Hi,
I wanted to ask about recommendations for packages that offer multithreaded mapreduce-style computation. That is unfortunately not part of stdlib, so I was wondering which packages are good for that.
The way I like to think about my problems is in terms like the (imo very good!) java stream collect API:
I have an iterator of T
items, I have a makeCollector()::Collector
, I have an accept(collector::Collector, item::T)::Collector
, and a function merge(left::Collector, right::Collector)::Collector
.
On a list e.g. [item1, item2, item3]
this should compute
foldcollectthing(makeCollector, [item1, item2, item3]) = accept(accept(accept(makeCollector(), item1), item2), item3)
somewhat foldl
style. Parallelism is enabled by associativity:
accept(left, item) == merge(left, accept(makeCollector(), item))
merge(merge(A, B), C) == merge(A, merge(B, C))
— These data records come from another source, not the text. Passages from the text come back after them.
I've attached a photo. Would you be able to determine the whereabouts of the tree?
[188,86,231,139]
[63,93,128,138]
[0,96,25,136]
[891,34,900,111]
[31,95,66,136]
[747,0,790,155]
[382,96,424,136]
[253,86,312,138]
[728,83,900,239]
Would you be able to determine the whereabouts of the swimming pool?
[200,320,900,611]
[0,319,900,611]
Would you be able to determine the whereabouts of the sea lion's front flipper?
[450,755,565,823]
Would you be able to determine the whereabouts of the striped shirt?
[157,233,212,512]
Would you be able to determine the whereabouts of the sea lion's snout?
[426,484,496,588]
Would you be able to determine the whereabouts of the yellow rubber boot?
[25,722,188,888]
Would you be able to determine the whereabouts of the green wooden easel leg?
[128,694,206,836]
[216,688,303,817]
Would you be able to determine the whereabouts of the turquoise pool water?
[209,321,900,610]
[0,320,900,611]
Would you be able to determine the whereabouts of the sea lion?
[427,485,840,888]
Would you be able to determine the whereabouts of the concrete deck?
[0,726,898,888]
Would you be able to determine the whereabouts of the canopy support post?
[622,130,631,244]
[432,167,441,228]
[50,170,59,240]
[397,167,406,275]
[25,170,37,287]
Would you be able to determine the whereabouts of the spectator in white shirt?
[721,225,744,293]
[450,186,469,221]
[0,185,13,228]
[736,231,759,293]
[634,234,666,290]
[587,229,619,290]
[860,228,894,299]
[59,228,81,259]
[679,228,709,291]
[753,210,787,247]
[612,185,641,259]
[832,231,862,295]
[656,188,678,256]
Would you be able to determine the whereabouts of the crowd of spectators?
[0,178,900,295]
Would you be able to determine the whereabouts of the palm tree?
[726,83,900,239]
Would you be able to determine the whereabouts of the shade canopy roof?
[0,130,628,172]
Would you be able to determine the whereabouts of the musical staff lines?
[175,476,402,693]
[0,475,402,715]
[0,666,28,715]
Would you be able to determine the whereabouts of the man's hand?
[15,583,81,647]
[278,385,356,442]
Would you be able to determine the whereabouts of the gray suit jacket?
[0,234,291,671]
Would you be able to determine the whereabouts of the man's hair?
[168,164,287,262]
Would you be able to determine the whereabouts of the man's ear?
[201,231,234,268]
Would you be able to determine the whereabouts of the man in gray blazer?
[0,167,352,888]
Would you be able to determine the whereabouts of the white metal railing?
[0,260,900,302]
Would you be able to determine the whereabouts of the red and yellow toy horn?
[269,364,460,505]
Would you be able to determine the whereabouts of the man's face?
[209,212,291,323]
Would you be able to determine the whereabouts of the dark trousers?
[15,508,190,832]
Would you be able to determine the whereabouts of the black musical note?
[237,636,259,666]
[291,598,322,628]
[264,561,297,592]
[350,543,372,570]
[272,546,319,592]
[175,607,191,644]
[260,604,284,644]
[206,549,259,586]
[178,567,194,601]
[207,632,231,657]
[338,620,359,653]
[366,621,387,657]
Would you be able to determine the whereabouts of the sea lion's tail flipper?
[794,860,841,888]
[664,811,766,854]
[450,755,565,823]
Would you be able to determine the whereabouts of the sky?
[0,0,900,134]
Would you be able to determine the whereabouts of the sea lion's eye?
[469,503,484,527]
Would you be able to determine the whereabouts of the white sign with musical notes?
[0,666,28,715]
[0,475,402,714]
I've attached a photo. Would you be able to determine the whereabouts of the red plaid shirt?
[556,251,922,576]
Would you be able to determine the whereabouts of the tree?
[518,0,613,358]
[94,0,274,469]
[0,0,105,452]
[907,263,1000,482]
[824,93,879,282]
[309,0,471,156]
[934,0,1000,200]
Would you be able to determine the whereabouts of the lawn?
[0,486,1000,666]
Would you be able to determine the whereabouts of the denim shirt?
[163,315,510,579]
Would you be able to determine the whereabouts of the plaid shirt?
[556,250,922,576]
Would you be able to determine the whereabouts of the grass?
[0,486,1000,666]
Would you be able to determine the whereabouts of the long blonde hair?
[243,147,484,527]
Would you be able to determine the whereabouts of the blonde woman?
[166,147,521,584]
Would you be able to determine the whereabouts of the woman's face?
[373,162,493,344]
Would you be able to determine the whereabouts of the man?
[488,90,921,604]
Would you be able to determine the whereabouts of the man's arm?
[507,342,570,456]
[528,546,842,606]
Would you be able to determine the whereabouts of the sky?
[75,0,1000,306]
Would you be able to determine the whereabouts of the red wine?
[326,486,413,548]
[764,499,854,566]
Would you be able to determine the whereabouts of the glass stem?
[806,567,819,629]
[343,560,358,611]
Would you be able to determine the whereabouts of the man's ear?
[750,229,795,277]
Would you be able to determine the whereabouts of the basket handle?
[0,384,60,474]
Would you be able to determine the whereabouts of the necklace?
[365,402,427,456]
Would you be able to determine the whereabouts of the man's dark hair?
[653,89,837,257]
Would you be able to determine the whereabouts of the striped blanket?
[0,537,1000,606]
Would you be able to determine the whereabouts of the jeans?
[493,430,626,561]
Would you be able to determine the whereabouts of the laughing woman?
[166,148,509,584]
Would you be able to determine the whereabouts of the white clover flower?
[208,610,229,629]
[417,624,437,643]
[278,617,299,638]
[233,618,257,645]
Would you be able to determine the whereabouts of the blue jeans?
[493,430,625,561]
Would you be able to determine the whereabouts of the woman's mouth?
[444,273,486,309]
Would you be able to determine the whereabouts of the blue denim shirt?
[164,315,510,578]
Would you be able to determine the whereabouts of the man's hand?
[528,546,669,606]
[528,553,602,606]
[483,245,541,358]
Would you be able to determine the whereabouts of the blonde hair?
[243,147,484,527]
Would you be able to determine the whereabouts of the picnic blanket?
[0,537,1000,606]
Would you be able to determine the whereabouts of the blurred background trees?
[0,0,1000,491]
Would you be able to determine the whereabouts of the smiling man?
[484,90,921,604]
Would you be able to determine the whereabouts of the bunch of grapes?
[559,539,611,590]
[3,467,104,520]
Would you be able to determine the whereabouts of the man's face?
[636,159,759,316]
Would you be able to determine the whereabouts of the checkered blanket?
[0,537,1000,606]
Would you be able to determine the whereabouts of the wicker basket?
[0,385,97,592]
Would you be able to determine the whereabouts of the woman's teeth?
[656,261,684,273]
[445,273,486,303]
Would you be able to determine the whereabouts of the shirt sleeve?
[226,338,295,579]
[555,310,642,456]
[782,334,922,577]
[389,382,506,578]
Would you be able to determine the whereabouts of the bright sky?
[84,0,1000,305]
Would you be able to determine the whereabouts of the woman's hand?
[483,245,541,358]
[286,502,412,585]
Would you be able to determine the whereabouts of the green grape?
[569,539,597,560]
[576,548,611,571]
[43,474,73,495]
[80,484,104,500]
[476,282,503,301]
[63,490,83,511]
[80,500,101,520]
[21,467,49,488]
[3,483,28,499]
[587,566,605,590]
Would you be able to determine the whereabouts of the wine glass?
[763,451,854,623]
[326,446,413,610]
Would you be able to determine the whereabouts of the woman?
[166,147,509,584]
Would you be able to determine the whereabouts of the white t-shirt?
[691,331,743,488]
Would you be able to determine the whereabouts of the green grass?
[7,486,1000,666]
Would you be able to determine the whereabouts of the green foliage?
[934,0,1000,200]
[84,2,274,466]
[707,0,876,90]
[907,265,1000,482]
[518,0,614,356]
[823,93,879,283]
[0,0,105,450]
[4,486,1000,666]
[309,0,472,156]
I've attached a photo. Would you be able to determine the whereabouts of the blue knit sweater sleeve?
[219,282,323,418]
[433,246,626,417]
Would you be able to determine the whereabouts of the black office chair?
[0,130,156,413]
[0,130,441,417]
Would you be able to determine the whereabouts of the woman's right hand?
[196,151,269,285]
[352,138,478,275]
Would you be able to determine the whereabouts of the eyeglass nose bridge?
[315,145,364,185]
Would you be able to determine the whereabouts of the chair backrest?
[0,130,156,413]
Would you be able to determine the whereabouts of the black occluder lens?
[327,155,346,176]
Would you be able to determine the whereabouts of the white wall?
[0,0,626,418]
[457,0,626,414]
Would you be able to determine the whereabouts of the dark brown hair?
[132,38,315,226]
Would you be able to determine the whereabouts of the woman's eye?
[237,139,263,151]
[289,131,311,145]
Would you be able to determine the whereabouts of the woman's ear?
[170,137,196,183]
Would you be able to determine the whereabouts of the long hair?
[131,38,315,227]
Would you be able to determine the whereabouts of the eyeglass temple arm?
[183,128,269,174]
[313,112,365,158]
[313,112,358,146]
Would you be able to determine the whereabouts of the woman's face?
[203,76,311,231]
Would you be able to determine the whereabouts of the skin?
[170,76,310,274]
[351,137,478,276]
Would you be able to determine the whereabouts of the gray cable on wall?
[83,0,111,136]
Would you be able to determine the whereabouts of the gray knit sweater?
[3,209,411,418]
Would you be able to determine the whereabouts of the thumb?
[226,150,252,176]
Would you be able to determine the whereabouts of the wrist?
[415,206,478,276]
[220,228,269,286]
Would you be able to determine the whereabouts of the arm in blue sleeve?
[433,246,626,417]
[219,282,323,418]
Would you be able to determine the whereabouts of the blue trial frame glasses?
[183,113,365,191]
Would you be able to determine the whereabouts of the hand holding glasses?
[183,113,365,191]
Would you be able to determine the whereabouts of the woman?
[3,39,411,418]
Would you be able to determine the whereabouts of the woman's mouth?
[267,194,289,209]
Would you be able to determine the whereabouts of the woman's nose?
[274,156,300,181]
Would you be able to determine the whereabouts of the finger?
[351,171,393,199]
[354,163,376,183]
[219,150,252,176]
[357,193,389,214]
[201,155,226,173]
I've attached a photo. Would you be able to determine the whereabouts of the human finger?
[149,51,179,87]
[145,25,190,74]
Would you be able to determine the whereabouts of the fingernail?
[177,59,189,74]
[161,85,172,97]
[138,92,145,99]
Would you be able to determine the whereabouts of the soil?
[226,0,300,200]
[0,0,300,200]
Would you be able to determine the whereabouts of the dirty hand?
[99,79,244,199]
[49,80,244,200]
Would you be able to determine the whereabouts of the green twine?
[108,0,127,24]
This allows the implementation of the desired foldcollectthing
to split the input into chunks, run on each chunk on a different thread, and then use merge
to combine the result.
Typically accept
and merge
are mutating, i.e. accept(collector, item) === collector
and merge(left, right) === left
, and merge
can destroy the right collector. If the amount of time taken for each item is known to be homogeneous, ideally makeCollector
should be called once per thread only.
A typical example how that kind view works is the following baby example:
julia> foo(n)=collect(1:n)
julia> mapreduce(foo, vcat, 1:3)
6-element Vector{Int64}:
1
1
2
1
2
Using this paradigm, this would be spelled:
julia> mutable struct Collector items::Vector{Int} end
julia> makeCollector() = Collector(Int[])
makeCollector (generic function with 1 method)
julia> function accept(collector::Collector, i)
for res in foo(i)
push!(collector, res)
end
collector
end
accept (generic function with 1 method)
julia> function merge(left::Collector, right::Collector)
if length(left.items) < length(right.items)
prepend!(right.items, left.items)
left.items = right.items
else
append!(left.items, right.items)
end
left
end
As a side-note, the if length(left.items) < length(right.items)
case is essential: It makes the difference between O(N log N) and O(N^2) runtime for collecting N items in the worst-case schedule; this kind of thing really needs a double-ended queue and cannot be done with e.g. C++ Vector.
=================
Any recommendations?
Am I too blind to see how to do this with Transducers.jl @tk3369 ? I.e. given some makeCollector
, merge
and accept
functions, how would I use foldxt
to do this job on e.g. a plain Vector
of items?
PS. Another way of writing the desired result would be
mapreduce(item -> accept(makeCollector(), item), merge, collection; init = makeCollector())
The essential part, however, is that accept
is possibly non-allocating and cheaper than merge
. I don’t want brittle compiler optimizations to possibly maybe elide such allocations, I want it guaranteed.